With every first from walking, riding a bike, to his first soccer game, I have been there with a camera. This day was no different. It signified his responsibilities as an adult and as an American. I told the pollsters that it was his first time voting. They seemed really unimpressed, nor gave him words of praise for coming out to vote at such a young age. (I don’t recall voting at 18 or remember when I did vote the first time. )
I took a picture of him signing his name which came out slightly blurry since my flash would not work. Then I took one of him entering the voting booth. People were looking at me as if I had a screw loose. They obviously did not get the importance of a young man voting for the first time. At one point, I saw one of the women volunteers roll her eyes. How jaded we have become. It wasn’t like I was holding up the line since only a few people were there and there were four booths.
A couple came in and were signing in and stopped to watch me take the pictures. The woman gave me a funny look as if to say “what is the big deal” but the husband was more upbeat about it, thinking it was great.

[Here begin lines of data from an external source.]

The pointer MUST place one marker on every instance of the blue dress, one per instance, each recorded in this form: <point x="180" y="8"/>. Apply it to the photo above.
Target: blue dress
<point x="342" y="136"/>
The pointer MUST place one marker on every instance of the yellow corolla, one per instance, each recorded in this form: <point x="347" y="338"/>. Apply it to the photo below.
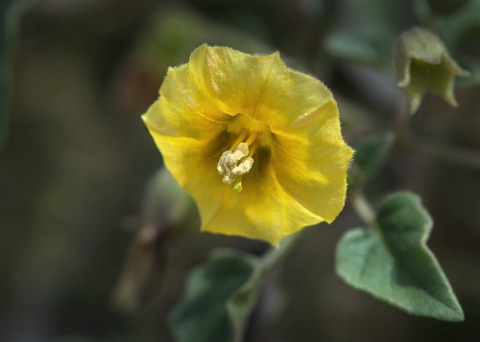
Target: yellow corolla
<point x="257" y="145"/>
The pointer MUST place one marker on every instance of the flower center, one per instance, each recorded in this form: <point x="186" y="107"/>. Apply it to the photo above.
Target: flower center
<point x="237" y="161"/>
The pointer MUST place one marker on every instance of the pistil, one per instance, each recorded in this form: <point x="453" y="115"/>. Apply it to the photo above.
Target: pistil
<point x="237" y="161"/>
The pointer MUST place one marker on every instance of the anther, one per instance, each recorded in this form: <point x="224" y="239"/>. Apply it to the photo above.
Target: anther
<point x="233" y="165"/>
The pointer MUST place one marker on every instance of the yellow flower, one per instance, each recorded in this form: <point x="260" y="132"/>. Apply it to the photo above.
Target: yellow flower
<point x="257" y="145"/>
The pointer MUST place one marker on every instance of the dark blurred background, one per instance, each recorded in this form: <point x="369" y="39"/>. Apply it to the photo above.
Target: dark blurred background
<point x="76" y="160"/>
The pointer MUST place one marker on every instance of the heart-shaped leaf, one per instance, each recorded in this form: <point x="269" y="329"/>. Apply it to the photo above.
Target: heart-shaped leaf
<point x="392" y="262"/>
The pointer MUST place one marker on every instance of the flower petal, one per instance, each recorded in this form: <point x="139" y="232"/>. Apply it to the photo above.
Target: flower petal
<point x="262" y="210"/>
<point x="235" y="81"/>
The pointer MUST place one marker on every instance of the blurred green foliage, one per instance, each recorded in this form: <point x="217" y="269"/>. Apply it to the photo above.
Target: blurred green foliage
<point x="77" y="159"/>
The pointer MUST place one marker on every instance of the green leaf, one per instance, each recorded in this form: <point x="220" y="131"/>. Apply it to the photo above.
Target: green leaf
<point x="392" y="262"/>
<point x="217" y="291"/>
<point x="371" y="151"/>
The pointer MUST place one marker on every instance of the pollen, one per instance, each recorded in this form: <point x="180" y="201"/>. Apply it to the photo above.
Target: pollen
<point x="233" y="165"/>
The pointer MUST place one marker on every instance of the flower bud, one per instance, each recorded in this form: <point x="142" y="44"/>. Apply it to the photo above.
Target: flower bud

Son was so cute walking into the polling booth not knowing what to do or who to hand his ticket too. I never prepared him for what he would see. I guess in high school, they don’t see what a voting booth looks like. I forgot to show him the mock voting booth slip you get in the mail so you know what to expect when you get to the voting booth.
He basically voted for the a presidential candidate and a few other choices. He told me he did not know about any of the other candidates running for the senate, sheriff, etc. and was not comfortable voting for any of them. I am ashamed to say I did not know much about some of the candidates and just voted the party line.

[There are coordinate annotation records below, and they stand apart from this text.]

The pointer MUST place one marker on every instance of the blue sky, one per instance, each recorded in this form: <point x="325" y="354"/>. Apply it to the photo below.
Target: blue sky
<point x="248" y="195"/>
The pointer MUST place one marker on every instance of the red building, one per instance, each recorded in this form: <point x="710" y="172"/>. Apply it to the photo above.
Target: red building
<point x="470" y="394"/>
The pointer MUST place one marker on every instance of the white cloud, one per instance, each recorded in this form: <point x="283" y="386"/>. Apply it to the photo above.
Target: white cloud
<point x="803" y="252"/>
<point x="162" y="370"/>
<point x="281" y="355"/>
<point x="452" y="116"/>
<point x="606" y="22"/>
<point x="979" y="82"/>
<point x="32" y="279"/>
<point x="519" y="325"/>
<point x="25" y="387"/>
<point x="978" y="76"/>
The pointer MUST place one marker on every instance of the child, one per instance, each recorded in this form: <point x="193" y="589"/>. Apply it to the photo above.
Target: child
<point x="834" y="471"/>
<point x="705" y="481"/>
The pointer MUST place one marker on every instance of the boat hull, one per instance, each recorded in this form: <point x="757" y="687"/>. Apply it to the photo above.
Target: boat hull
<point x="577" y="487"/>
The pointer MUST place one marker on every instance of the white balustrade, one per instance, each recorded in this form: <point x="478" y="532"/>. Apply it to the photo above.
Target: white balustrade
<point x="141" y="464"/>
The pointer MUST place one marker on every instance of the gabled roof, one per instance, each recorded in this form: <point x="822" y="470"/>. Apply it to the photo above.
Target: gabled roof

I was a proud mama today. Big old peacock, you could say. You know the slogan take your daughters to vote. Well, I took my adult son to vote! I sent the pictures of him at the polling booth to my immediate family since I was so proud of him wanting to vote.

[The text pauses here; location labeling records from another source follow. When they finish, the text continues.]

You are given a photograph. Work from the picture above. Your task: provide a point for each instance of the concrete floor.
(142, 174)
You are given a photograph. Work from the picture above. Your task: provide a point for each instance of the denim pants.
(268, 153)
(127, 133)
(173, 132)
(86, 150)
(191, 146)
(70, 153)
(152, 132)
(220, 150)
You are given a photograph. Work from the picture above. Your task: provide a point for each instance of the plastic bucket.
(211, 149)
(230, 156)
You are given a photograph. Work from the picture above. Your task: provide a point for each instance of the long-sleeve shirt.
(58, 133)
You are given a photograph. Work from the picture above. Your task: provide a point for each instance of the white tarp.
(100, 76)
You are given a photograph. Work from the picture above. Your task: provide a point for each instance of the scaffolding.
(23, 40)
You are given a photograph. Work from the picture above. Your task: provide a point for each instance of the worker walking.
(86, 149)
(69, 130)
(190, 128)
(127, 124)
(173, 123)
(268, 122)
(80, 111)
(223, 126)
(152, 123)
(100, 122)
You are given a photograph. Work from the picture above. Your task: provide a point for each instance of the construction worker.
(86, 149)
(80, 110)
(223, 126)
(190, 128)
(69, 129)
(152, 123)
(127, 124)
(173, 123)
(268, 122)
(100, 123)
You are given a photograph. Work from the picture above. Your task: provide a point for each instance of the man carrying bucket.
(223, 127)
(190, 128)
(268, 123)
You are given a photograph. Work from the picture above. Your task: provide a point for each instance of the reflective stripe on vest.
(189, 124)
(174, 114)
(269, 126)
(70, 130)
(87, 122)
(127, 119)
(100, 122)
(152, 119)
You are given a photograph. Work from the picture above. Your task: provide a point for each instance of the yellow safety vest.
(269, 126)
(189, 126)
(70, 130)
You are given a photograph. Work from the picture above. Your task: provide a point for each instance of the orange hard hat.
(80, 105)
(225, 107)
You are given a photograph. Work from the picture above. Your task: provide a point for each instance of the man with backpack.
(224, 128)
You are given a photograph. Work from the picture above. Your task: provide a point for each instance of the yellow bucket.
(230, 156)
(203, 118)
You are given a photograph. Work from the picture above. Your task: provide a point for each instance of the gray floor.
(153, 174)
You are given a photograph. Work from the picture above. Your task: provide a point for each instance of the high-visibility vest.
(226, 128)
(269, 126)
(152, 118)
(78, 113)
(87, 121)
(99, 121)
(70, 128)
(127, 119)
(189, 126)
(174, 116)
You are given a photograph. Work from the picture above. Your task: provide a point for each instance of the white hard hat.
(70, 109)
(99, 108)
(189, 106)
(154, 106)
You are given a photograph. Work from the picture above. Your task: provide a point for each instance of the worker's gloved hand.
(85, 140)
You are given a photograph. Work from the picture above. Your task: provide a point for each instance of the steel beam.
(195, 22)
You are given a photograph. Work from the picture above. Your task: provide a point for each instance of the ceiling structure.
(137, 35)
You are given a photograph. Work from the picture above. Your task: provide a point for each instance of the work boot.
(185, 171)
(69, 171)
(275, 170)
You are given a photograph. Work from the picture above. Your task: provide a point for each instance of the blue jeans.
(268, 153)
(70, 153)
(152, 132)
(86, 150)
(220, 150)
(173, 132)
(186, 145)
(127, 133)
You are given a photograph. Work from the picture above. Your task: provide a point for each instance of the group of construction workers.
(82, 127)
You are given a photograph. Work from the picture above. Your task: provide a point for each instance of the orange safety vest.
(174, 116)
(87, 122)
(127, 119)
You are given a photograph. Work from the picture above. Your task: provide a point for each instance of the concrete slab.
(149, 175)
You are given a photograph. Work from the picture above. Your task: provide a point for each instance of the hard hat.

What made me sad though? Eighteen years has flown by like a snap of the finger. He will be heading off to college next year, and I can’t stop the clock.
It was only yesterday, he ate peas for the first time, said his first words, and lost his first tooth. Or cried countless of times when things did not go his way or other children had hurt his feelings, and I was helpless to make his world safe. Sharing in moments when he was so proud of himself for doing a job well done or playing the best he could in a sport game. This all was yesterday.
Each year has been full of soccer games, plays, birthday parties, and endless school events. One year seems to merge into the next. And over the years, we have added to our family so each child (especially him) seemed to get a little less attention since the younger ones needed more.
Since he is the oldest, he became a parent to his younger siblings and he has been invaluable to me. He is the piped piper and the others follow. We talk endlessly about what is going on in his world and I am glad he feels comfortable to tell me about his life. I am sure I am only hearing the tip of the iceberg since no child tells their parents everything.